Un segno premonitore che la psicologia moderna non ha giudicato secondario nella ricostruzione del suo pensiero, dove però questa particolare  essenza non vuole indicare un angelo cristiano od un genio della lampada sul modello islamico, Né Platone, né Senofonte, lo qualificano nella dizione ebraica di demonio, quanto e piuttosto di voce di Dio. Forse un carattere per cui i demoni sono figli degli dei o dei stessi? Un modo d'agire dell'Uomo? E se non vogliamo pensare che questo sia un classico tentativo di ogni imputato di estraniarsi dalle accuse e di metterle in sordina per essere assolto; ma se invece esso sia stato frutto di un sentimento di pace a salvaguardia dell'Uomo ed un comando spirituale. Allora sarebbe la premessa della prospettiva della morte come un lungo sonno sereno verso la beatitudine immortale. Un richiamo ad Omero e Pitagora, un’anticipazione dell'immortalità dell'anima da cui Platone trarrà forti impulsi per il suo pensiero trasmigrato nel pensiero cristiano da Paolo ad Agostino. Meditiamo su questa feconda possibilità.

Giuseppe Moscatt
 
 
Note bibliografiche
 
·         Socrate e Platone, vd. vol. XVI di ROMANO GUARDINI, a cura di O. Bruno, introduzione di E. Berti, ed. Morcelliana, Brescia, 2006, nonché PIERRE HADOT. Elogio di Socrate, a cura di E. Giovanelli, ed. Il nuovo mulino, Genova, 1999.

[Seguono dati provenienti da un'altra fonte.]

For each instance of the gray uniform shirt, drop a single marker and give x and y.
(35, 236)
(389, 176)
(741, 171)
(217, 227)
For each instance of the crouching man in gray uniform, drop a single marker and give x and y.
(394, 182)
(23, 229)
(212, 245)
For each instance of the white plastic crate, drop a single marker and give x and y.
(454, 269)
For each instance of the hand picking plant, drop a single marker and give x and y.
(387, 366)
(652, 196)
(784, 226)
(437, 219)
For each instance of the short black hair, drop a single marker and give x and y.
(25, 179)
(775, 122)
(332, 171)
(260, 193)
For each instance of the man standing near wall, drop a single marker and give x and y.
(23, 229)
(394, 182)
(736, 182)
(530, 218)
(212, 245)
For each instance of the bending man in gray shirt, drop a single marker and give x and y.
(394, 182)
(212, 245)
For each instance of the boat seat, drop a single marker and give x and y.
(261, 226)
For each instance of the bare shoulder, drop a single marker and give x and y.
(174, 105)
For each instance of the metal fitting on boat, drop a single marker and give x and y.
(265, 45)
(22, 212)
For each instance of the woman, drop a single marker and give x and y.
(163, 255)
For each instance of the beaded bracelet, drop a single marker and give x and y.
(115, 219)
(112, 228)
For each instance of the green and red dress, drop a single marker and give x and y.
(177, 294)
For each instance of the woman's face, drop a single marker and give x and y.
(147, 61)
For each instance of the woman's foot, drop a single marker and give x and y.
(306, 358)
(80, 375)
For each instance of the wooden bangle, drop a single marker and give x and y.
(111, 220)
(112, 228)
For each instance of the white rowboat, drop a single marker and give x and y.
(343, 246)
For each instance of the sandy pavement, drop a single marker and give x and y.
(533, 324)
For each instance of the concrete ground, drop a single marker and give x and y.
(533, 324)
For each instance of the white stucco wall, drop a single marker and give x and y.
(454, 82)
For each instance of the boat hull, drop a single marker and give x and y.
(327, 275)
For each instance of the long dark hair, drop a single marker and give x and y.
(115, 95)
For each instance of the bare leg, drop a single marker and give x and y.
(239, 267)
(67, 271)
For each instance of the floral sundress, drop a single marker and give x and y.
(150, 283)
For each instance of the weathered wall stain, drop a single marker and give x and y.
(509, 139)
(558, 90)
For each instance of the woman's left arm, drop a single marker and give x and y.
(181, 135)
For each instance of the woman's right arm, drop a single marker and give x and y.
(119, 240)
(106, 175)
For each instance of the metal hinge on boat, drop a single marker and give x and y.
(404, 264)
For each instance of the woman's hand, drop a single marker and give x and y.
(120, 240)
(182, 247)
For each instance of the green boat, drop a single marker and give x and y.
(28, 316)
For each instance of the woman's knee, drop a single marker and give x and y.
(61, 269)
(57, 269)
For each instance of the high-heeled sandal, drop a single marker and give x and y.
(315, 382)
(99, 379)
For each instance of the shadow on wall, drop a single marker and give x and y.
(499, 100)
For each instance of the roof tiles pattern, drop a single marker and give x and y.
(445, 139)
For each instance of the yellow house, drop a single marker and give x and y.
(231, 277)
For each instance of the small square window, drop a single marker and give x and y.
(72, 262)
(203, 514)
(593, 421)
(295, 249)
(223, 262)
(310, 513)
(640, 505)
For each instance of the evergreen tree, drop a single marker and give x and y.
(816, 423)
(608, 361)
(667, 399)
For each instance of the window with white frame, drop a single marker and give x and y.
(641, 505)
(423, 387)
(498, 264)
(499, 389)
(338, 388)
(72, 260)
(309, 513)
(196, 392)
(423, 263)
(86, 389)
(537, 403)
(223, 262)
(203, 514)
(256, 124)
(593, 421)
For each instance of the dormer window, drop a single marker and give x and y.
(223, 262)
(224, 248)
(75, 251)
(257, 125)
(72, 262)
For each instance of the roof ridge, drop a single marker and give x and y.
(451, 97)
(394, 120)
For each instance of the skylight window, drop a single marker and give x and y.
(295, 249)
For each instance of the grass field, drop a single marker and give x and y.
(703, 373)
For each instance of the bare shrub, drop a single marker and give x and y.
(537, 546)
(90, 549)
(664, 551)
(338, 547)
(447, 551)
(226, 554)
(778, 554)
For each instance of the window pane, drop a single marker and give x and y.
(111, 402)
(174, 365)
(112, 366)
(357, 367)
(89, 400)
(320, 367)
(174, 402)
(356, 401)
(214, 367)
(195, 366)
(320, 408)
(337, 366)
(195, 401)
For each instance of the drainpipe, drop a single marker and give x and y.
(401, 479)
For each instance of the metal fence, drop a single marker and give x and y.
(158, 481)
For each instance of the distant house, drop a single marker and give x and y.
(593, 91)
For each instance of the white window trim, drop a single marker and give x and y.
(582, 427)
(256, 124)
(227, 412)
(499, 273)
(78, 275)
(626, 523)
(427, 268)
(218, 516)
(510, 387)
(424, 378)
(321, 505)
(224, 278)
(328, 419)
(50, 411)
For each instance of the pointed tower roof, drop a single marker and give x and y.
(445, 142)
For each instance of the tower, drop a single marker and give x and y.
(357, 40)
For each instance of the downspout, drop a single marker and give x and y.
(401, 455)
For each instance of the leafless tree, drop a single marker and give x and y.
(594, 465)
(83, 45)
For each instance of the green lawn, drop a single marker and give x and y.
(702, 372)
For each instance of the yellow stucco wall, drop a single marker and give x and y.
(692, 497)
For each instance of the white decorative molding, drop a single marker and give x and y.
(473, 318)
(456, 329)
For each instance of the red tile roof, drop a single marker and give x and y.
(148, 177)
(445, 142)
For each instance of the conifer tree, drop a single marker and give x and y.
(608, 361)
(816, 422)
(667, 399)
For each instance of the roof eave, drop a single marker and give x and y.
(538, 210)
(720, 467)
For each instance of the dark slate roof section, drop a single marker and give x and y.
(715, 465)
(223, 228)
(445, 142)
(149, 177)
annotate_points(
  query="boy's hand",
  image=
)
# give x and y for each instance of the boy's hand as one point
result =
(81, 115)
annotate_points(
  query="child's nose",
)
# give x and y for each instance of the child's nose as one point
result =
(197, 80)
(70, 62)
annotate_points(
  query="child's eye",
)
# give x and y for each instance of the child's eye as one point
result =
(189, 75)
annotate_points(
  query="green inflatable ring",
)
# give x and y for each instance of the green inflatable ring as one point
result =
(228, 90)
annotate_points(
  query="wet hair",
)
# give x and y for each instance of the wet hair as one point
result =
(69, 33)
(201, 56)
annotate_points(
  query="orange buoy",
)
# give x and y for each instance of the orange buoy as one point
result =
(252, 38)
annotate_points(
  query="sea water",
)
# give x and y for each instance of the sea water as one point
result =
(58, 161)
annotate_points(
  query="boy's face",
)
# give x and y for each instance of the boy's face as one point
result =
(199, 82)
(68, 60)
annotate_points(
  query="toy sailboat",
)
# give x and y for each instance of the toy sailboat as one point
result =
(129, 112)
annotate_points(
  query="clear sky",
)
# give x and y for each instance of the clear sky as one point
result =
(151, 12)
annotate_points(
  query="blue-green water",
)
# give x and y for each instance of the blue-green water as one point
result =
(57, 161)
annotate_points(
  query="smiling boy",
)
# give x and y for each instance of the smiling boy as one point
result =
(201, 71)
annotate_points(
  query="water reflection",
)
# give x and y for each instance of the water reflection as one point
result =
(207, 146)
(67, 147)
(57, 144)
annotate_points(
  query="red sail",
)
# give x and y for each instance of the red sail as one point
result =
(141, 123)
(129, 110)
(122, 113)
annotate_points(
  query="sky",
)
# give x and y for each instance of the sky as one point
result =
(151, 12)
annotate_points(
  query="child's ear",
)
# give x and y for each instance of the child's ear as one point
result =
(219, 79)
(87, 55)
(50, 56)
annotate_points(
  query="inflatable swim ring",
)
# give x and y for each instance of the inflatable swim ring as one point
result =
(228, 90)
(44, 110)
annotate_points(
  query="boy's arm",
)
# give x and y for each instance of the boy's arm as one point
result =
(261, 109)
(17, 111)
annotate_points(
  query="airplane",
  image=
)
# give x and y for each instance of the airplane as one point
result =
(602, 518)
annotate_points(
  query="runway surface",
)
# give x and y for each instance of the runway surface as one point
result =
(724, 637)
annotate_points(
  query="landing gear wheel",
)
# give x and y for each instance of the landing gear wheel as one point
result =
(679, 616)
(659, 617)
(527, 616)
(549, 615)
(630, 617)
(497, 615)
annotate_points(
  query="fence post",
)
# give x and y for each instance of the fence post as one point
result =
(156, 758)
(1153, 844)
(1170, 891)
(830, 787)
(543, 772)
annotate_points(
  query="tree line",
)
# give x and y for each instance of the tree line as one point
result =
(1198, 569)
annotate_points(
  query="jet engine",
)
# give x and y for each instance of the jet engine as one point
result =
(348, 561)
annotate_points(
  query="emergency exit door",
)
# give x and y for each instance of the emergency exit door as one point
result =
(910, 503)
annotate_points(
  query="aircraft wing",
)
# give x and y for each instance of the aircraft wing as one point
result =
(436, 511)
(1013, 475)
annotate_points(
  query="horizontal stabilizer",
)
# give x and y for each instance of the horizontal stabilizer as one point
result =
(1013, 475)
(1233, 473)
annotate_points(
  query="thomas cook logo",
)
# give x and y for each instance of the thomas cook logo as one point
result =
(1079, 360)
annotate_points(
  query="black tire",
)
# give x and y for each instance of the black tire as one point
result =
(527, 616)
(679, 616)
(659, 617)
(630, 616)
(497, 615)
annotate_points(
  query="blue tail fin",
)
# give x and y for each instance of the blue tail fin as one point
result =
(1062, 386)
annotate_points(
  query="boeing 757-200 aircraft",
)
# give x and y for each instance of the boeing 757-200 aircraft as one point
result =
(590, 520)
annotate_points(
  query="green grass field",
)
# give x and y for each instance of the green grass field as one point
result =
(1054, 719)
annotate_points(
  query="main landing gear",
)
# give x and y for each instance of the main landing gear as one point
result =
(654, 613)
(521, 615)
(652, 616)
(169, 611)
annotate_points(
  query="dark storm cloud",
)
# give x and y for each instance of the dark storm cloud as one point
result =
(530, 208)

·         Per il contesto storco, vd. GIOVANNI REALE, Storia della filosofia greca e romana, ed. Bompiani, Milano, 2004.
·         Per il processo e la morte di Socrate, vd. il film Socrate di ROBERTO ROSSELLINI, 1971.
·         Sul pensiero di Schleiermacher, cfr. FRANCESCO ADORNO, Introduzione a Socrate, ed. Laterza, Bari, 1999.

·         Per Wolfang Menzel, cfr. LADISLAO MITTNER, Storia della letteratura tedesca, vol. 3, tomo I, pagg. 365 e ss. ed. Einaudi, 1971.